El conocimiento de la fe crece con el deseo de encontrar el camino. Es un don de Dios, que se revela a nosotros no como cosa abstracta, sin rostro y sin nombre. La fe responde, más bien, a una Persona, que quiere entrar en relación de amor profundo con nosotros y comprometer nuestra vida toda. Por eso, cada día nuestro corazón debe vivir la experiencia de la conversión, del pasar del hombre encerrado en sí mismo al abierto a la acción de Dios, al que se deja interpelar por la Palabra y abre su propia vida al Amor.

Resulta llamativo cuando menos el episodio de la cananea que no cesaba de pedir ayuda a Jesús para su hija atormentada cruelmente por un demonio. Y de modo especial impresiona todavía más, si cabe, cuando se postró en demanda de favor. Fue la suya insistiendo ante Jesús una súplica de veras conmovedora. No extrañe, pues, que su respuesta final, tan humilde, tan elegante y a la vez confiada, alcanzase de Jesús lo que pedía, y que dicho milagro pase ante la espiritualidad de hoy como llamada a la fe. Suceso, por otra parte, difícil de olvidar, sobre todo si se piensa en los innumerables «cananeos» de todo tiempo, país, color y condición social que tienden su mano para pedir comprensión y ayuda en sus necesidades.

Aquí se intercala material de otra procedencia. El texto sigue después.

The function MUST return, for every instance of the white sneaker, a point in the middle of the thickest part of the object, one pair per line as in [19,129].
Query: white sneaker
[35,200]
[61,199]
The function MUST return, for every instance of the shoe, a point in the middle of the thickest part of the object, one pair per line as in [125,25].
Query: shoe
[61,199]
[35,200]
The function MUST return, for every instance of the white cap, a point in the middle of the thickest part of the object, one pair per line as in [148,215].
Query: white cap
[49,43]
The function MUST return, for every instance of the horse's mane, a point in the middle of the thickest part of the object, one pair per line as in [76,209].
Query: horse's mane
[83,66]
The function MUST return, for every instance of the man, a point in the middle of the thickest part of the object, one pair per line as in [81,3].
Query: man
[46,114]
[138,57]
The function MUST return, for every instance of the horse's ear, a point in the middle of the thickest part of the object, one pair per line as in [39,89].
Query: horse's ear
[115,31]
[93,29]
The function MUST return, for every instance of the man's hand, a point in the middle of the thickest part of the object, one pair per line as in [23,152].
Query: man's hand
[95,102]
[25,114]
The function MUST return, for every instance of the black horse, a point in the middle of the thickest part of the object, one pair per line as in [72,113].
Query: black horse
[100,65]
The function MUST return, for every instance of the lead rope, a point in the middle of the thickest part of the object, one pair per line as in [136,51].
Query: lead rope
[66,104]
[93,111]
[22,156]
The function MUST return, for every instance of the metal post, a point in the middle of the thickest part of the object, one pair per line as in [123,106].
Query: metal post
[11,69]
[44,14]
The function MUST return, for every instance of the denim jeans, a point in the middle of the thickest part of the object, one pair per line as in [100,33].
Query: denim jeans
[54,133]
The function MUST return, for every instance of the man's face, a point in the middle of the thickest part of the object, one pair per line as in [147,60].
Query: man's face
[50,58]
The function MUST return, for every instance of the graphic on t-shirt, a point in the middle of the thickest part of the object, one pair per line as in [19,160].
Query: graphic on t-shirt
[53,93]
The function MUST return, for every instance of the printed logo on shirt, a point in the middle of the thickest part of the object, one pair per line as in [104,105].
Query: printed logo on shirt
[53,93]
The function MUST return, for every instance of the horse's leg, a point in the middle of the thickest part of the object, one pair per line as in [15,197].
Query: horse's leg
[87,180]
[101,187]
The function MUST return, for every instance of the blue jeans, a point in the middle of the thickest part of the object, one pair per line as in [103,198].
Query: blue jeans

Hoy como entonces, el milagro es un signo del poder y del amor de Dios que salvan al hombre en Cristo. Pero, precisamente por esto es, al mismo tiempo, una llamada del hombre a la fe. Debe llevar a creer sea al destinatario del milagro, sea a sus testigos.

El principio de la fe, por tanto, es básico en la relación con Cristo, ya como condición para el milagro, ya como fin por el que el milagro se ha realizado. Esto pone bien de manifiesto el final del Evangelio de Juan: «Muchas otras señales hizo Jesús en presencia de los discípulos que no están escritas en este libro; y éstas fueron escritas para que creáis que Jesús es el Mesías, Hijo de Dios, y para que creyendo tengáis vida en su nombre» (Jn 20, 30-31).



También a nosotros se nos pide hoy crecer en la fe, abrirnos a la esperanza y acoger con libertad el don de Dios: tener confianza y gritar a Jesús: «¡Danos la fe, ayúdanos a encontrar el camino!». Ese que Jesús pidió que recorrieran sus discípulos, la cananea y los hombres de todos los tiempos y de todos los pueblos, cada uno de nosotros. La fe nos abre a conocer y acoger la identidad real de Jesús, su novedad y unicidad, su Palabra, como fuente de vida, para vivir una relación personal con él.

Nuestro corazón debe vivir cada día la experiencia de pasar del hombre encerrado en sí mismo al espiritual que se deja interpelar por la divina Palabra. Alimentemos, pues, a diario nuestra fe con la escucha profunda de la Voz de Dios, con la celebración ferviente de los sacramentos y con la oración personal dicha como «grito» cananeo a él dirigido y en caridad incesante hacia el prójimo.